2. Sample size used for the test set and the data provenance (e.g., country of origin of the data, retrospective or prospective)

• Not applicable. This 510(k) submission relies on demonstrating substantial equivalence to predicate devices, not on new clinical study data with a specific test set. The document leverages information about previously cleared devices.

3. Number of experts used to establish the ground truth for the test set and the qualifications of those experts (e.g., radiologist with 10 years of experience)

• Not applicable. No new clinical study data with ground truth establishment is described in this 510(k) submission.

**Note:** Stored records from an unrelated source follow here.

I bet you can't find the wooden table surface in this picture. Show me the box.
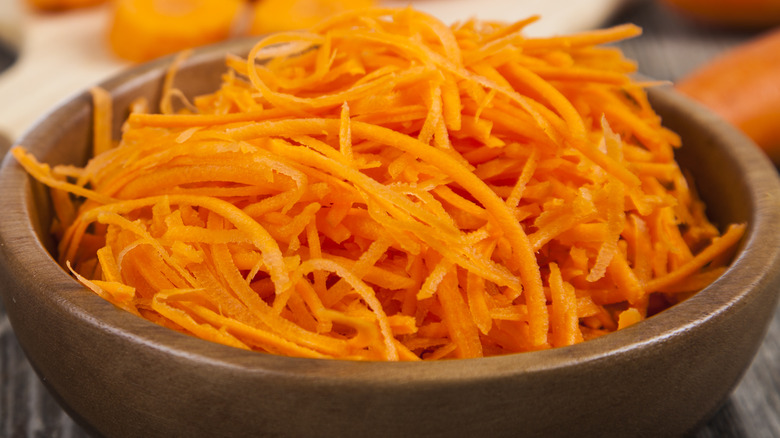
[0,0,780,438]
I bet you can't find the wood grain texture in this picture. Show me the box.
[0,0,780,438]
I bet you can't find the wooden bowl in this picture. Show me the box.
[0,41,780,437]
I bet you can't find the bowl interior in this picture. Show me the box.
[0,36,780,436]
[6,39,773,360]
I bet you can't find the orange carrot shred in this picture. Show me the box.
[11,8,746,361]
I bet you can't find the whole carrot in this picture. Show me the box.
[676,29,780,165]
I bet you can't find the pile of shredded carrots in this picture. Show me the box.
[13,8,745,360]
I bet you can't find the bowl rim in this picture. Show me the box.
[0,38,780,386]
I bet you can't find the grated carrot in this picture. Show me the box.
[12,8,745,360]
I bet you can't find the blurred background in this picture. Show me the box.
[0,0,780,437]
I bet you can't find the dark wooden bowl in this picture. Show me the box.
[0,42,780,437]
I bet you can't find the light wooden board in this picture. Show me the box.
[0,0,625,140]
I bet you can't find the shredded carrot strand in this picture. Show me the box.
[12,8,746,361]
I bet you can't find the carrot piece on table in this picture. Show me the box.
[109,0,243,62]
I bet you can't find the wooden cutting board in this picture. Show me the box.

4. Adjudication method (e.g., 2+1, 3+1, none) for the test set

• Not applicable. No new clinical study data with adjudication is described in this 510(k) submission.

5. If a multi-reader multi-case (MRMC) comparative effectiveness study was done, If so, what was the effect size of how much human readers improve with AI vs without AI assistance

• Not applicable. This is a device for bone fixation, not an AI/imaging diagnostic device. No MRMC study was conducted or is relevant to this 510(k).

6. If a standalone (i.e., algorithm only without human-in-the-loop performance) was done

• Not applicable. This is a physical medical device (bone fixation pin), not an algorithm or software.

7. The type of ground truth used (expert consensus, pathology, outcomes data, etc.)

• Not applicable. No new clinical study data requiring ground truth is described in this 510(k) submission. The "ground truth" for this submission is the regulatory precedent set by the predicate devices.

8. The sample size for the training set

• Not applicable. No training set for an algorithm or new clinical data is described.

9. How the ground truth for the training set was established

• Not applicable. No training set or ground truth establishment relevant to an algorithmic or novel device performance study is described here.